Fed lays on extra liquidity support
By Krishna Guha in Washington
Published: July 30 2008 15:19 | Last updated: July 30 2008 21:34
The Federal Reserve ramped up its liquidity support operations again on Wednesday in an effort to reduce money market strains and pre-empt the possibility of funding crises at the year-end or at other stress points.
The
US central bank said it would offer three-month cash loans to banks and create a new options auction facility.
It also said it would give investment banks and other primary dealers extended access to emergency cash and loans of Treasury securities until January 30.
The Fed said it was extending its support to primary dealers “in light of continued fragile circumstances in financial markets”.
Funding needs
On August 10 2007 – the day after the credit crisis broke – the Federal Reserve said that banks might “experience unusual funding needs because of dislocations in money and credit markets”, writes James Politi. It promised to “provide reserves as necessary” to maintain its desired overnight interest rate and reminded banks they could use the “discount window” to access emergency cash.
The Fed has had to improvise to support market functioning – becoming more like the European Central Bank, which started the crisis with a wider range of liquidity tools. In the process the Fed extended its reach beyond commercial banks to investment banks.
The options facility is similar to the strategy used by the Fed in 1999 to deal with the risk of a millennium Y2K liquidity crisis. The Fed will auction $50bn of options giving dealers the right but not the obligation to swap illiquid securities for Treasuries over periods of likely funding stress, such as the year-end.
The European Central Bank and the Swiss National Bank will also offer three-month dollar loans through an offshore facility set up with the Fed. The Fed will increase the amount of dollars it provides to the ECB in exchange for euros by $5bn to $50bn.
Goldman Sachs said the moves “should help to . . . alleviate market stresses, but are incremental rather than transformational”.
Its initiatives follow the recent turmoil in financial sector stocks, which has created a risk that the credit squeeze in the real economy could intensify in the coming months.
The US central bank does not believe it can solve what are in many cases capital problems by providing extra liquidity.
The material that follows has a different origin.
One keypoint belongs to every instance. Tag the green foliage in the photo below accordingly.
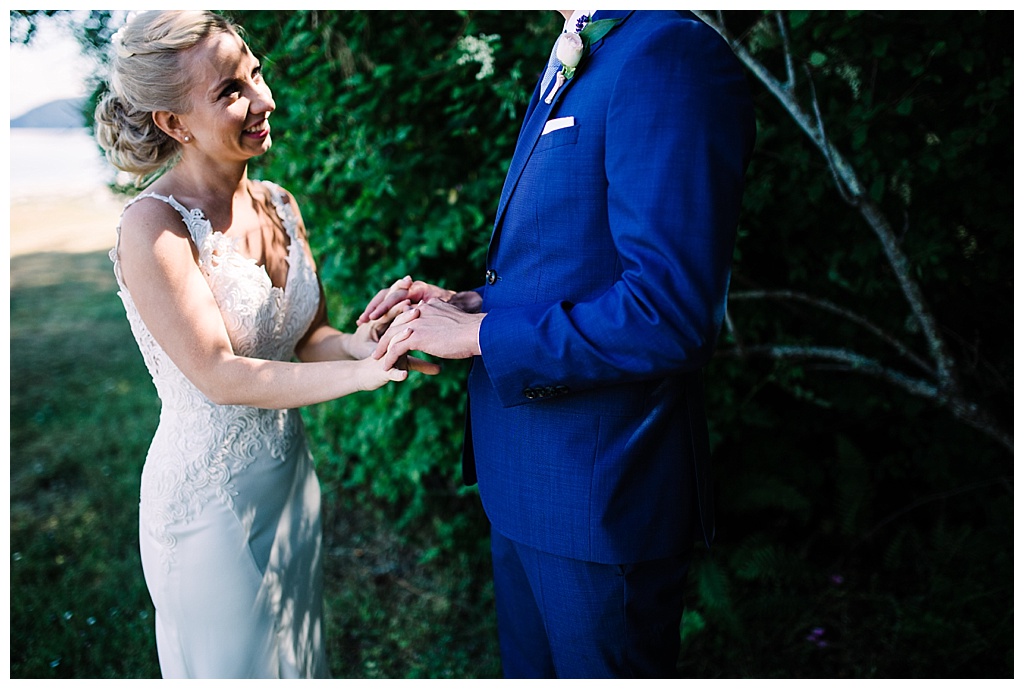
(79, 605)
But it does believe it can support the adjustment process by reducing the risk of a liquidity run on any individual institution or any forced firesales of illiquid assets.
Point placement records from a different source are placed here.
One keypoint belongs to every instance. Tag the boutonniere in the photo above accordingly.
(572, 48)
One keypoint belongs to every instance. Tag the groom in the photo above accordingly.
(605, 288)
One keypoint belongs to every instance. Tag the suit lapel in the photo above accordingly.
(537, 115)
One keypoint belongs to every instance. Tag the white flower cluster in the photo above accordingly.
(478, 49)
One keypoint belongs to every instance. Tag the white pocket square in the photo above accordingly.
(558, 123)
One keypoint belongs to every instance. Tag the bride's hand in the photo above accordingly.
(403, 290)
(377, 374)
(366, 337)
The Fed’s acknowledgement of the continuing stress in financial markets makes it improbable that it will raise interest rates soon. However, in the longer term, Fed policymakers believe that liquidity tools and rates could in principle diverge.
The decision to offer $75bn in three-month loans (replacing $75bn of one-month loans) marks an important concession by the Fed, which had resisted pressure from banks to extend the term from the previous single month.
The creation of the options facility, meanwhile, is intended to pre-empt stress “in advance of periods that are typically characterised by elevated stress in financial markets, such as quarter ends” and the year-end.
The
S&P 500 index rose 1.7 per cent to close at 1,284.27. The Dow Jones Industrial Average was up 1.6 per cent at 11,583.93. The S&P financials index was up 2 per cent but the homebuilders sector finished in negative territory, down 1.7 per cent.
The yield on the two-year Treasury closed flat at 2.621 and the 10-year yield was up 1bp at 4.048.